# exo terra terrarium sizes?



## mad baboon (Oct 2, 2008)

hey i thought exoterra did a 60x45x45 (60L 45D and 45 high) terrarium

ive seen 45x45x60 but thats too big for me. 60x45x45 would be perfect size!
ive looked on pets at home site and i cant see it only 30x30x30
and the 90x45x60.


----------



## Chris18 (Mar 22, 2009)

mad baboon said:


> hey i thought exoterra did a 60x45x45 (60L 45D and 45 high) terrarium
> 
> ive seen 45x45x60 but thats too big for me. 60x45x45 would be perfect size!
> ive looked on pets at home site and i cant see it only 30x30x30
> and the 90x45x60.


Well the 60x45x45 and 45x45x60 are effectively the same size :lol2:
But anyway, what's it for?
Pets at home probably have a pretty limited range of exos. 
exo terra do tons of sizes now which probably aren't on there so you may want to source it else where.


----------



## Lewis M (Aug 6, 2009)

Exo Terra Glass Terrarium 60x45x45cm (h)

Cheapest I've found it with free delivery (unless you live in the pure mountains!)


----------



## mad baboon (Oct 2, 2008)

hey, its to house 2 crested geckos hopefully, ive just remapped my reptile layout, im changing everything around to make everything fit. if i alter one of my leo racks im going to eb building to house 8 instead of 10 leos i can fit the 45x45x60 on top of half the rack, which will be perfect size aswell. aslong as i dont have to use a heatlamp, but a heatmat will suffice? wont it.


----------



## mad baboon (Oct 2, 2008)

soo 45x45x60cm is big enough for 2 cresties?


----------



## Hudson (Apr 9, 2012)

Try Swell Reptiles or Surrey reptile supplies


----------



## mad baboon (Oct 2, 2008)

Hudson said:


> Try Swell Reptiles or Surrey reptile supplies



swell reptiles is like £30 more than i can get one delivered for £70 NEW
surrey reptile supplies has one for £55 :O but its collection only  and its a bit too far for em to collect unfortunately  

please let me know about some other reptile supply sites, ive tryed internet reptile but they dont stock the exo terra ones.


----------



## Bab1084 (Dec 9, 2011)

seapets and they deliver
http://www.seapets.co.uk/products/r...a/exo-terra-glass-terrarium-45x45x60cm-h.html


----------



## mad baboon (Oct 2, 2008)

yeah that the cheapest place so far, also amazon do them for £70 which is great.


----------



## Chris18 (Mar 22, 2009)

mad baboon said:


> yeah that the cheapest place so far, also amazon do them for £70 which is great.

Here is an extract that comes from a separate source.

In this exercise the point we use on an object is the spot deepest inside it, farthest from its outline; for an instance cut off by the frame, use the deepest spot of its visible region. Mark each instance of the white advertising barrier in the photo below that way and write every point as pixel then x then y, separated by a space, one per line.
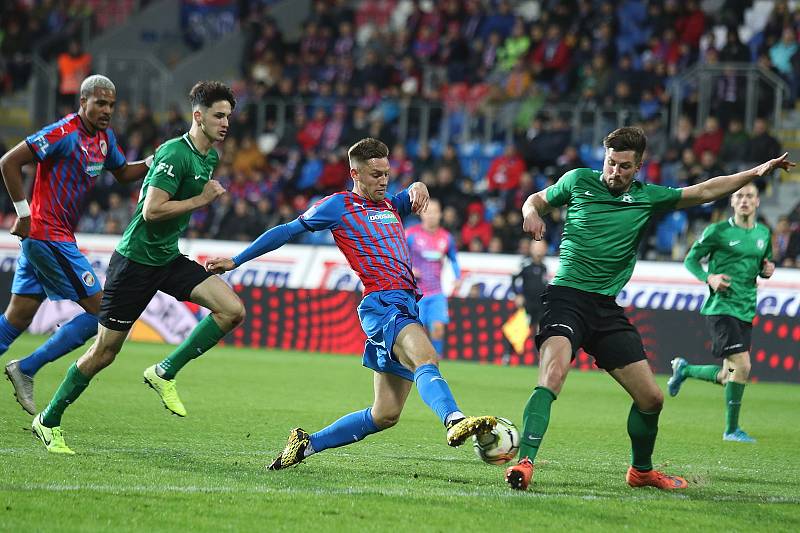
pixel 654 285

Be careful with amazon, I find their delivery charges are quite hidden and don't find them out until I get an email saying they're x amount more than they thought they'd be.


----------



## mad baboon (Oct 2, 2008)

Chris18 said:


> Be careful with amazon, I find their delivery charges are quite hidden and don't find them out until I get an email saying they're x amount more than they thought they'd be.


oh, right. maybe ill not get it from amazon, they only have one in stock atm and i wont be buying one for a month or so anyways, ive got to build some racks first.


----------



## Hudson (Apr 9, 2012)

Charterhouse aquatics £83.95
Rocket aquatics £89.99

Don't think you can beat seapets though


----------



## mad baboon (Oct 2, 2008)

Hudson said:


> Charterhouse aquatics £83.95
> Rocket aquatics £89.99
> 
> Don't think you can beat seapets though


yeah ive looked on about 15-20 sites and its still the cheapest.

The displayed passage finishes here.